You might have been wondering why spread of currency pairs varies from one broker to another. Why some brokers have huge or small gaps, better price fills and trading restrictions or not than the others during normal market conditions or economic news announcements? It all balls down to Liquidity providers. So many traders don’t have an idea about the importance of liquidity providers in the Forex markets and how it can affect the performance of their broker services to them. You see liquidity providers makes it possible for brokers and traders to transact business in respect to any financial markets and we have several one of them.


A liquidity provider connects many brokers and traders together, increasing the liquidity of the joint market. A higher liquidity is desirable for everyone, as it drives down the spread and thus the cost of trading. This is a reason you will find spreads varying from one point to another in different Forex brokers. A particular broker may offer 0.2 spread for USD/JPY currency pair while another broker will offer 1.4 spread for the same currency pair. The more the liquidity provider a broker has, the lesser the spread the broker will offer for traders to transact in the market.



Straight-through processing commonly known as STP will often try to connect themselves to many large liquidity providers to improve their own offered liquidity and prices. Liquidity providers are often large banks and other financial institutions. In the world of Forex the majority of global liquidity is provided by a number big name investment banks (referred to as Tier 1 liquidity providers) that make markets in all the available in currency pairings.



These investment banks all have currency trading desks where traders quote both Buy and Sell prices in the currency pairings they offer. It is thought that these major liquidity providers in fact lose money on the majority of the trades placed with them, due to the very tight spreads on offer. However Tier 1 liquidity providers are then able to use this order book info to their own advantage ultimately allowing them to turn significant profits. Personally i kind of have a biased mind regarding liquidity providers because i think they use these order book info by knowing the number of available buyers and sellers in a particular market.



Each time you place an order with a stop loss and take profit, it is being sent to your broker and then your brokers sends the info to the liquidity providers which why sometimes it might seem like the market is a little bit manipulated.
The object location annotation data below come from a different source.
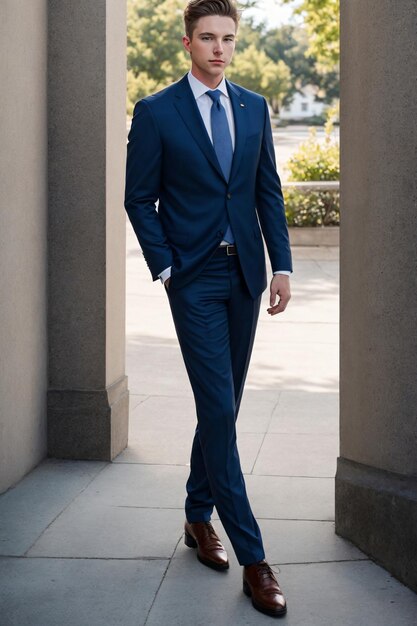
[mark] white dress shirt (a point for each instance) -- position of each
(204, 103)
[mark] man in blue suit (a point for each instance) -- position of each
(203, 148)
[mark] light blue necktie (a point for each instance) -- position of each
(222, 142)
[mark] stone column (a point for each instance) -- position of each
(376, 480)
(87, 398)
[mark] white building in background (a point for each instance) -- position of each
(303, 105)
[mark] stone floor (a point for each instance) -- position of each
(100, 544)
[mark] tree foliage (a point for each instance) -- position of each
(274, 62)
(321, 18)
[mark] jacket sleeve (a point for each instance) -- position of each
(143, 178)
(270, 202)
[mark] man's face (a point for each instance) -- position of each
(211, 47)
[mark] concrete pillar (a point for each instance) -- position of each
(376, 480)
(87, 397)
(23, 237)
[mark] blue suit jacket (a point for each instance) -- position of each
(170, 158)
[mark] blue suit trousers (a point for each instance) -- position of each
(215, 319)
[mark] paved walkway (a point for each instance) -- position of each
(100, 544)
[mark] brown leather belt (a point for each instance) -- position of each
(229, 250)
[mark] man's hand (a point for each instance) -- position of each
(280, 286)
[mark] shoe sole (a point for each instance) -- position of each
(259, 607)
(190, 542)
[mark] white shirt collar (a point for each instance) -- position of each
(198, 88)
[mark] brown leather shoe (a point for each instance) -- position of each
(260, 584)
(210, 551)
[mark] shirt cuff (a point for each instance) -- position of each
(165, 274)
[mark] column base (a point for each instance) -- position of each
(88, 424)
(377, 511)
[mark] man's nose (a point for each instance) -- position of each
(218, 47)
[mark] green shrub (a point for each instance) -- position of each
(314, 161)
(312, 208)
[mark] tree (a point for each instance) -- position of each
(321, 18)
(253, 69)
(155, 56)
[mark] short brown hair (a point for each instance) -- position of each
(201, 8)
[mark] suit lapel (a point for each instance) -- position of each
(239, 114)
(187, 107)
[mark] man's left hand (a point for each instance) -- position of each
(280, 286)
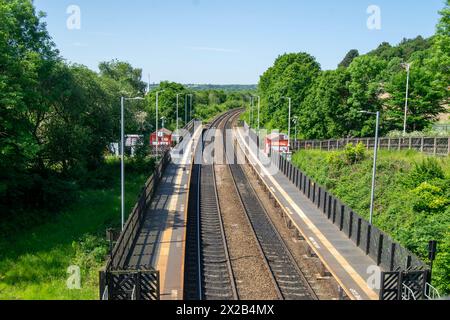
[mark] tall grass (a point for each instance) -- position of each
(412, 201)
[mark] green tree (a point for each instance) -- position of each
(349, 57)
(366, 73)
(324, 111)
(291, 76)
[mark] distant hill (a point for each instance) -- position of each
(226, 87)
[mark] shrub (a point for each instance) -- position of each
(429, 198)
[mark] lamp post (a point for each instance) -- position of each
(259, 113)
(374, 173)
(295, 120)
(289, 122)
(157, 120)
(178, 119)
(191, 97)
(122, 155)
(408, 69)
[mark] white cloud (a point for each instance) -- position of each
(212, 49)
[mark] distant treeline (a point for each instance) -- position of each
(328, 104)
(57, 119)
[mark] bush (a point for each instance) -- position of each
(429, 198)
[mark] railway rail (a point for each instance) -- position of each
(208, 271)
(290, 282)
(208, 267)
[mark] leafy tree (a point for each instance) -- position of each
(364, 87)
(424, 101)
(439, 63)
(349, 57)
(324, 111)
(291, 76)
(130, 78)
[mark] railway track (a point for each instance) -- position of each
(208, 269)
(290, 282)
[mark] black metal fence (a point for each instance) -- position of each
(126, 239)
(130, 285)
(379, 246)
(387, 253)
(117, 282)
(438, 146)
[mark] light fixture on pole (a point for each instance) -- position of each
(295, 120)
(178, 119)
(407, 66)
(374, 172)
(289, 123)
(259, 113)
(122, 155)
(157, 120)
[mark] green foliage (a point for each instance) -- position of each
(429, 198)
(412, 197)
(349, 57)
(292, 75)
(36, 248)
(328, 103)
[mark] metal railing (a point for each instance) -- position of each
(126, 239)
(375, 243)
(431, 293)
(437, 146)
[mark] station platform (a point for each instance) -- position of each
(161, 241)
(347, 263)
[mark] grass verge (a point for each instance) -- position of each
(34, 261)
(412, 196)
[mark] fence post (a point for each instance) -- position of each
(358, 235)
(380, 249)
(369, 231)
(334, 211)
(138, 286)
(435, 146)
(341, 224)
(329, 207)
(391, 266)
(350, 225)
(448, 147)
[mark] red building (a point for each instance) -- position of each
(162, 138)
(278, 142)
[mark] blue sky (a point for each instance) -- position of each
(228, 41)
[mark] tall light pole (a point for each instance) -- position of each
(289, 122)
(122, 155)
(178, 119)
(157, 118)
(408, 69)
(259, 113)
(185, 109)
(374, 173)
(295, 120)
(191, 97)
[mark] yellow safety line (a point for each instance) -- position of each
(337, 255)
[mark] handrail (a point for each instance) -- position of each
(105, 295)
(133, 294)
(407, 293)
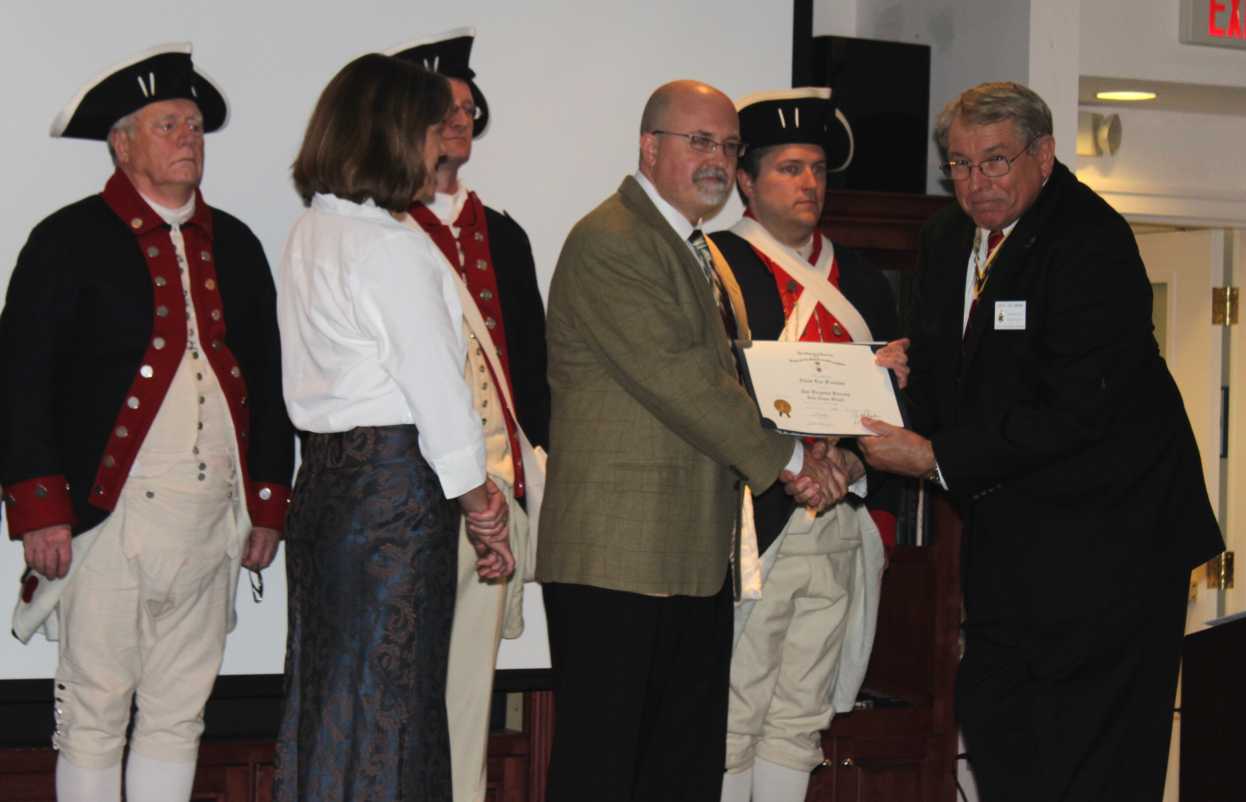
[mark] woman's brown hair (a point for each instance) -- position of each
(365, 138)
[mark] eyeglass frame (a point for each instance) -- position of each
(709, 145)
(946, 167)
(462, 107)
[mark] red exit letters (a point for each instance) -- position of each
(1235, 29)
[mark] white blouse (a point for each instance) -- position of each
(371, 335)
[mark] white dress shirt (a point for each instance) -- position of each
(371, 335)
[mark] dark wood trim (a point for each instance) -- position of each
(538, 715)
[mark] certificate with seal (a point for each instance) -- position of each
(820, 389)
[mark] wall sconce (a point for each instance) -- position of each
(1098, 133)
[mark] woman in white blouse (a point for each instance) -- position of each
(373, 358)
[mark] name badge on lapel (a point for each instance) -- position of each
(1009, 315)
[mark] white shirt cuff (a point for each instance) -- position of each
(798, 458)
(460, 471)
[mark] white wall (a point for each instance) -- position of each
(971, 41)
(1171, 166)
(566, 82)
(1139, 39)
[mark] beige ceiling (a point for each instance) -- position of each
(1170, 96)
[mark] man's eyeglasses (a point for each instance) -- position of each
(702, 143)
(993, 167)
(470, 110)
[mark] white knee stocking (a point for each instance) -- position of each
(75, 783)
(738, 787)
(778, 783)
(150, 780)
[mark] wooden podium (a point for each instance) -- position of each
(1214, 714)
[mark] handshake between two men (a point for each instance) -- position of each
(829, 471)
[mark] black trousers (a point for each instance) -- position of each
(641, 688)
(1097, 729)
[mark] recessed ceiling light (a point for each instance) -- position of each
(1125, 95)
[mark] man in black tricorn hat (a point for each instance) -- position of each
(146, 451)
(801, 649)
(492, 257)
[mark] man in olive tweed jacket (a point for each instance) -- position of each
(652, 436)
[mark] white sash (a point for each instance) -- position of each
(533, 456)
(813, 278)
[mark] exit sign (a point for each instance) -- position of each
(1216, 23)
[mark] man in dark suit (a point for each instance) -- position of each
(1049, 415)
(492, 257)
(651, 438)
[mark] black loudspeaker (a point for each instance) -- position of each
(884, 90)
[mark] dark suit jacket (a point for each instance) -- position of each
(1065, 443)
(523, 319)
(651, 431)
(867, 290)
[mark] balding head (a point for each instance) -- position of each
(694, 182)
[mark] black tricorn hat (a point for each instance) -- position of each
(160, 74)
(804, 116)
(447, 54)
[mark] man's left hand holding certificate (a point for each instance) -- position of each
(819, 389)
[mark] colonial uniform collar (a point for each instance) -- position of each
(447, 207)
(125, 201)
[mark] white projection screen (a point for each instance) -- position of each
(565, 80)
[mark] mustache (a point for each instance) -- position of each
(710, 173)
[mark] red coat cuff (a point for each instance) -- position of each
(886, 523)
(36, 503)
(267, 504)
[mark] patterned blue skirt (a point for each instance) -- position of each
(370, 566)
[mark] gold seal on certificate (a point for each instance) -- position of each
(821, 389)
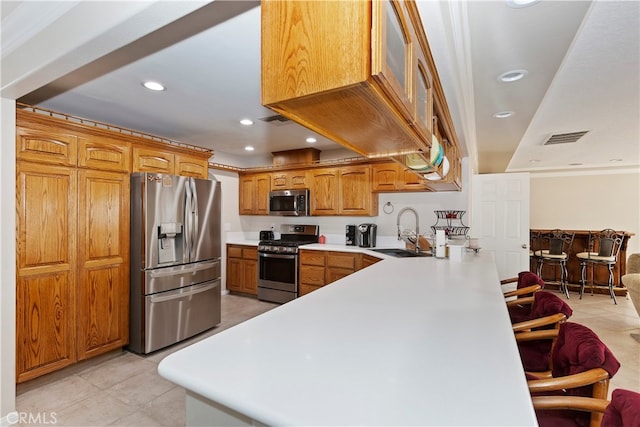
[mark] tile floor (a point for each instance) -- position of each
(124, 389)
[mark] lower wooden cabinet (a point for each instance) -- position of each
(319, 268)
(242, 269)
(368, 260)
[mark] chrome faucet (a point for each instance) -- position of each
(417, 236)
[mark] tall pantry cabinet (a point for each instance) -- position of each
(73, 247)
(73, 190)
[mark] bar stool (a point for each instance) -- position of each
(603, 250)
(560, 243)
(535, 240)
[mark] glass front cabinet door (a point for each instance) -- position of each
(393, 55)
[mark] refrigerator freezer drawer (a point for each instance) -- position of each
(168, 278)
(173, 316)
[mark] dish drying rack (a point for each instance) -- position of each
(451, 222)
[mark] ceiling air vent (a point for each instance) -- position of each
(277, 120)
(565, 138)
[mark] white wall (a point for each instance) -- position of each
(588, 201)
(7, 257)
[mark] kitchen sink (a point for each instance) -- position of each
(401, 253)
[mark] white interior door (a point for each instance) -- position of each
(500, 219)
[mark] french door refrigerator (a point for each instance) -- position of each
(175, 259)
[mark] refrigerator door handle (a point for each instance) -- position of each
(167, 272)
(194, 216)
(188, 215)
(196, 289)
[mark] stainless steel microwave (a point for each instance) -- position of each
(289, 202)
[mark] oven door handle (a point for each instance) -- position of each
(263, 255)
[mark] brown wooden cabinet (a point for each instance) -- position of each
(287, 180)
(104, 153)
(103, 262)
(319, 268)
(363, 98)
(392, 177)
(151, 160)
(368, 260)
(194, 166)
(378, 97)
(343, 191)
(47, 204)
(254, 193)
(72, 190)
(242, 269)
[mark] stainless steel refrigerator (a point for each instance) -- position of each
(175, 259)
They often engage in a daily practice called “Stop Loss” hunting due to the available information they have at hand since they are aware of the total number of buyers and sellers in the market. However, we do not want to focus on that, as traders our major goal is to find a means of making consistent profits from the market. You just have to figure out how to flow with these banks to be a successful trader.



Except you are a massive shark, as a retail trader you will never directly deal with a Tier 1 liquidity provider but will instead deal with a brokerage or prime brokerage that has an established relationship with one or more Tier 1 liquidity providers. Tier 1 Liquidity providers will only enter to relationships with financial institutions and individuals they know to be financially sound, in order to reduce their counter-party risk. This means some STP retail brokerages have an even looser connection with Tier 1 liquidity providers passing their trades through a company which has established relationships with various prime brokerages and tier 1 liquidity providers. This is partly why the spreads on offer for retail traders tend to be significantly wider than those available to institutional traders and generally why institutional traders will get a preferential treatment in whole than retail traders.



However Brokerages operating a Dealing Desk are taking on the role of a liquidity provider themselves by allowing clients to both Buy and Sell currency. These Dealing Desks make money through the Bid-Ask spread, as well as hedging client’s positions internally or in the underlying market. Often these smaller Dealing Desks often rely on the fact the majority of retail traders lose money in order to turn a profit. This is why most brokerage operating through Dealing Desks are also called Market Makers. This is why many retail traders prefer to trade with a STP/ECN brokerage as this model doesn’t involve any possible conflicts of interest.




There are several liquidity providers in the Forex market, however the world’s largest liquidity provider is the Deutsche Bank, also known as a leading retail and investment bank. Other major liquidity providers include Bank of America, Morgan Stanley, Citi bank, Commerzbank, Goldman Sachs, HSBC, Credit Sussie, JPMorganChase, Bank of Tokyo, Barclay’s Bank, Liquid Markets etc. Their function is to facilitate trading in currency markets and other financial instruments by providing a pool of price, (which they own), so that buyers and sellers can trade easily without having to locate and deal with other individual traders. In other words, they make the currency market “liquid” or easily converted to cash.



In conclusion, liquidity providers play a vital role in the Forex markets and i think as retail traders we should not overrule their importance.